O antigo primeiro-ministro angolano (hoje quadro superior da Sonangol por escolha pessoal do Presidente João Lourenço) Marcolino Moco acredita que os conflitos em África poderiam ser resolvidos com uma maior representatividade das diversas etnias e regiões nos governos, o que não acontece devido à herança dos Estados europeus.
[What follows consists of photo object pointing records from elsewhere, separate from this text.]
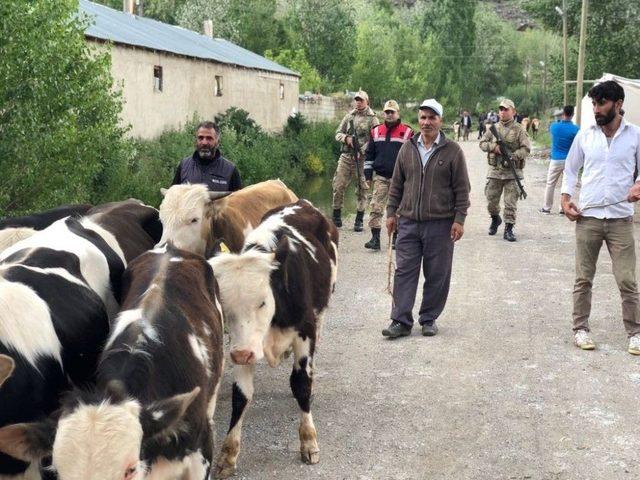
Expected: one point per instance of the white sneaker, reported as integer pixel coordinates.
(583, 340)
(634, 344)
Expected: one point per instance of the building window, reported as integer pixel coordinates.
(157, 78)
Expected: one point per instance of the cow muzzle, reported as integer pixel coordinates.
(243, 357)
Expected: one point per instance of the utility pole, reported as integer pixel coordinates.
(566, 53)
(583, 43)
Marcolino Moco, que apresentou hoje em Lisboa um resumo em inglês do seu livro de 2015 “Angola: Estado-nação ou Estado etnia política?” (“Angola in Africa: Nation-state or political-ethnicity”), explicou que o seu livro apresenta uma “teoria para explicar a razão dos conflitos nos países africanos, com o exemplo de Angola”.

A sessão consistiu ainda num “relançamento” da edição portuguesa, que não teve sessão de apresentação por razões políticas.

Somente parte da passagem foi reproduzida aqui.